Key to the plan, inspired by the U.S. aid effort for Europe after World War II, will be the injection of several billion dollars into Oman’s and Bahrain’s economies, experts said.

“This is a test for the GCC union, and it’s important that they’re meeting,” said John Sfakianakis, chief economist for the Banque Saudi Fransi in Riyadh, the Saudi capital and site of the council meeting.

“It’s not going to be a meeting just to meet and greet. It’s going to be a meeting to discuss the dollars and cents and the actual programs.”

Much is at stake for the sheiks, emirs and kings of Saudi Arabia, Kuwait, Qatar and the United Arab Emirates.

They have watched with growing alarm the wave of protests sweeping through the Arab world. First Tunisia’s and Egypt’s presidents were ousted.
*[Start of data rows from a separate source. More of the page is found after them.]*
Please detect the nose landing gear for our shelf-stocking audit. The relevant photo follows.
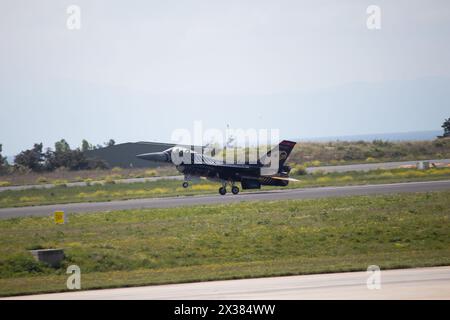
[219,183,240,196]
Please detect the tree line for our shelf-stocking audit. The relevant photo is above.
[0,139,115,173]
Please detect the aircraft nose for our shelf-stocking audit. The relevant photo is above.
[136,152,169,162]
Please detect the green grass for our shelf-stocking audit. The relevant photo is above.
[0,191,450,295]
[0,168,450,208]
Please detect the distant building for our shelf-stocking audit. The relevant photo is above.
[85,142,174,168]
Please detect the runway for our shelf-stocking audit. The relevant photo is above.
[10,267,450,300]
[0,159,450,192]
[0,180,450,219]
Now, Yemen’s president is clutching at lifelines, and Libya’s longtime strongman is locked in a bitter fight for survival against rebels who have wrenched the country’s east from his control.
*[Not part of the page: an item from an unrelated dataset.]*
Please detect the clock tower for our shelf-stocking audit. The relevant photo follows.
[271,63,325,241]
The protests in Bahrain and Oman are what have truly rattled the other Gulf royalty.

“Anything that happens in [Oman and Bahrain] will have a huge impact on the other Gulf states,” said Mustafa Alani, a regional analyst at the Gulf Research Center in Dubai.

The plan, which was outlined by the GCC officials, includes funding affordable housing and giving Bahraini and Omani citizens preference in securing jobs in other Gulf nations.

Even as they weigh support for the two countries, the rulers have not been idle at home.

Saudi King Abdullah last week ordered an injection of $37 billion - more than Bahrain’s total gross domestic product - into programs targeting the oil kingdom’s lower-income population. The United Arab Emirates also ordered a $1.55 billion cash infusion to upgrade the electrical grid and water connections in the seven-state federation’s less-developed emirates north of Dubai.

Turning their sights on Bahrain and Oman, however, highlights efforts to extinguish an economic spark that could ignite a regional political wildfire.

Oman and Bahrain are minor oil producers in a region of crude-oil titans. Their combined economies are less than a fifth of that of Saudi Arabia. While hardly impoverished as Egypt and Yemen are, they face major economic challenges.

Unemployment among youth is a key concern in Oman. In Bahrain, the government’s foreign debt stands at a staggering 139 percent of GDP, second only in the Arab world to Lebanon, according to London-based Capital Economics.

Dealing with the problems in Bahrain and Oman can be accomplished with “less resources than what you would need in a place like Saudi Arabia,” Mr. Sfakianakis said.

“In the case of Bahrain, you can really address the housing or quality-of-life issues by pumping in money,” he said.